Even if Cerro progresses through tomorrow’s semi-finals, she won’t perform the song live again. At both the final and semi-finals, her performance prerecorded from March will be screened.

She wishes she had the opportunity for another crack. “I think I can sing Technicolour better now than I could in March. Plus, my nerves are far less intense,” she says.

She will still be up and ready to give interviews and wave at the SBS studios at 5am, made up in her colourful outfit. She will bring an entourage including her parents, sister, grandma, aunt, partner and his family.

Her expectation, though, is that she’ll bow out at the semis.

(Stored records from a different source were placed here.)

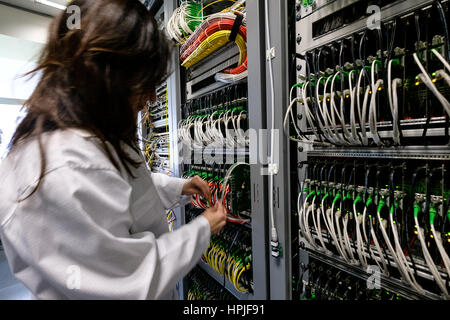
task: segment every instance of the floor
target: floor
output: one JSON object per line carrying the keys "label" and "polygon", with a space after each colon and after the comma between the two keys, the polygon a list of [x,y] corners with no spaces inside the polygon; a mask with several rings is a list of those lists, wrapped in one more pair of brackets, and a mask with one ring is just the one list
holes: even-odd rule
{"label": "floor", "polygon": [[0,249],[0,300],[29,300],[30,291],[11,273],[5,253]]}

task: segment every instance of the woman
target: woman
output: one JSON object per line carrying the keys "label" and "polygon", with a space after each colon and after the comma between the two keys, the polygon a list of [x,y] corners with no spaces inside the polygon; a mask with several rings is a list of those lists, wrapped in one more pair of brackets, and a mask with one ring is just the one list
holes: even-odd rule
{"label": "woman", "polygon": [[[0,167],[0,235],[37,299],[166,299],[194,267],[221,206],[168,233],[165,209],[205,181],[151,174],[137,150],[139,106],[154,99],[170,46],[138,0],[76,0],[52,23],[40,81]],[[153,93],[150,94],[149,93]]]}

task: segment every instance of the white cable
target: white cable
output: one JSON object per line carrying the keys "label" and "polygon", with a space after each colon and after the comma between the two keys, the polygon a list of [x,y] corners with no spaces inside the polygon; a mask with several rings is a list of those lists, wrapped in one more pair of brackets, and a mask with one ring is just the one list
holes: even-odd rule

The odds are against her: “I’ll have the least flashy stage set and the least scaling – we’ve tried our best, but it’s still a screening and you lose something with that,” she says. “I also had less time to practice my vocals and just get all my shit top notch.”

Not many contestants have the opportunity to enter Eurovision twice in consecutive years with different songs. Don’t Break Me was voted the winner at Australia Decides 2020, before Eurovision was cancelled for the first time in its 64 years. This year, Cerro got to choose her own entry with SBS’s approval (they politely declined a song she wrote about undercover aliens trying to bring down the music industry).

Technicolour is about both solidarity and individuality, Cerro says. “It acknowledges the merits of individuality adding diversity to a group; that if we band together, we’ll have the resilience to get through most things.”

She wrote it mostly, she says, for queer people: “I’m queer, my boyfriend’s queer and most of my friends are.”

Eurovision gives Australians who are not into sport – including her partner – the same feeling of spectacle, identity, competition and rallying together. “He’s bi, creative and a beautiful balance of masculine and feminine,” she says. “Lots of queer people like him hate the toxic masculinity connotations that sport can carry, but love that feeling of positivity, friendly rivalry, expression of love and celebration of difference.”

Last time we spoke, Cerro – a stated introvert – told me that weeding her garden gives her as much pleasure as Eurovision and she says that is “absolutely” still the case. “Gardening is mundane, but it’s consistent and soothing. Eurovision is not soothing! It’s spending half a year on a three-minute performance,” she says, laughing.

Eurovision expert and the co-founder of the Aussievision podcast, Dale Roberts, says it will be the most challenging year yet for Australia, being the sole “live on tape” performance.

“However, Montaigne’s performance is really bloody good and it doesn’t look like we’re Zooming in from the back bedroom,” he says.

“There’s much goodwill from European fans; hopefully that turns into votes and a good result.”

And if she makes it through?

“I’ll flip my lid,” Cerro says. “In a good way!”

• Eurovision’s first semi-final will be broadcast live on SBS from 5am AEST on Wednesday 19 May. The second semi-final airs from 5am on Friday 21 May, ahead of the grand final at 5am on Sunday 23 May. The three finals will be rebroadcast at 8.30pm on Friday 21 May, 8.30pm on Saturday 22 May and 7.30pm on Sunday 23 May respectively.